Yet another book has caught the IPKat's attention. This one's called Valuing Intellectual Property in Japan, Britain and the United States. It's a collection of essays edited by Ruth Taplin and it's published by RoutledgeCurzon (an imprint of the Taylor & Francis Group). Ruth is Director of The Centre for Japanese and East Asian Studies and Editor of the Journal of Interdisciplinary Economics. A Research Fellow, Birkbeck College, and the University of Leicester, she has generated nine books.
This smart little 163 page hardback is
"written by the foremost authorities in the field from Britain, Japan and the US. [It] considers the latest developments and puts forward much new thinking. The book includes thorough coverage of developments in Japan, which is reviewing the value of IP at a much quicker pace than any other country and is registering ever-increasing numbers of patents in the course of inventing its way out of economic inertia".

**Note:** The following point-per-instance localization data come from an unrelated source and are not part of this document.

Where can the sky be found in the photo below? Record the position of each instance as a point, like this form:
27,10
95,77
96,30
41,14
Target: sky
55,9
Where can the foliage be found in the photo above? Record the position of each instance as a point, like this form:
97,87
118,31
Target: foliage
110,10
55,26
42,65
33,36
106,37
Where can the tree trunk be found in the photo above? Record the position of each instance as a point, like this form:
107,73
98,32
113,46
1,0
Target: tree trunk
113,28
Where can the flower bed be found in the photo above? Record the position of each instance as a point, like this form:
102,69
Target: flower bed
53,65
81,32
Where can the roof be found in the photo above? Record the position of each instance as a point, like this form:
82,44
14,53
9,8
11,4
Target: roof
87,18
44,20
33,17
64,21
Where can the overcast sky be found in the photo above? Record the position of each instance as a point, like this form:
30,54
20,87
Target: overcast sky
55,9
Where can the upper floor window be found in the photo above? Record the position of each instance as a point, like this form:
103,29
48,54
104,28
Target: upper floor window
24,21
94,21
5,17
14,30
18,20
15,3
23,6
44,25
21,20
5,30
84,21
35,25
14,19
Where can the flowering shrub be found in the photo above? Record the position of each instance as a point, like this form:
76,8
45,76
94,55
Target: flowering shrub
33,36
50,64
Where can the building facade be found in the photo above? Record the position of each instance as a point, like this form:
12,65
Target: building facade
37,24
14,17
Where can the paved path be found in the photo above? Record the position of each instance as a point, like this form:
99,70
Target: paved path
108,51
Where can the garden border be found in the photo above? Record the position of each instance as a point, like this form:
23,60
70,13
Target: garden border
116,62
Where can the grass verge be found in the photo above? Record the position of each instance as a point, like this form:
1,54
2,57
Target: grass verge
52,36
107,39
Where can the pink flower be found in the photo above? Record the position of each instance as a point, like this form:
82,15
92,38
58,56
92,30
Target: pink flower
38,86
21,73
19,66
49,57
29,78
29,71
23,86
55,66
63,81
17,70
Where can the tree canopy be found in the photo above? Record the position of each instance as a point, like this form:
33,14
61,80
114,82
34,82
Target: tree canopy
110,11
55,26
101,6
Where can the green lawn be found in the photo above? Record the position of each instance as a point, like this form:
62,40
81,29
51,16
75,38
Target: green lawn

The book's contents go far beyond its title. For example, British Library patent specialist Steve van Dulken has contributed a very helpful chapter on "Japanese patent publications as a source of information" which, given the vast number of patent documents in Japanese, is a subject crying out for clear guidance and direction. Another chapter that the IPKat singles out for attention is Masako Wakui's account of standardisation and patent pools in Japan, a jurisdiction that has had a far more positive attitude towards cartels than has the US or the EU.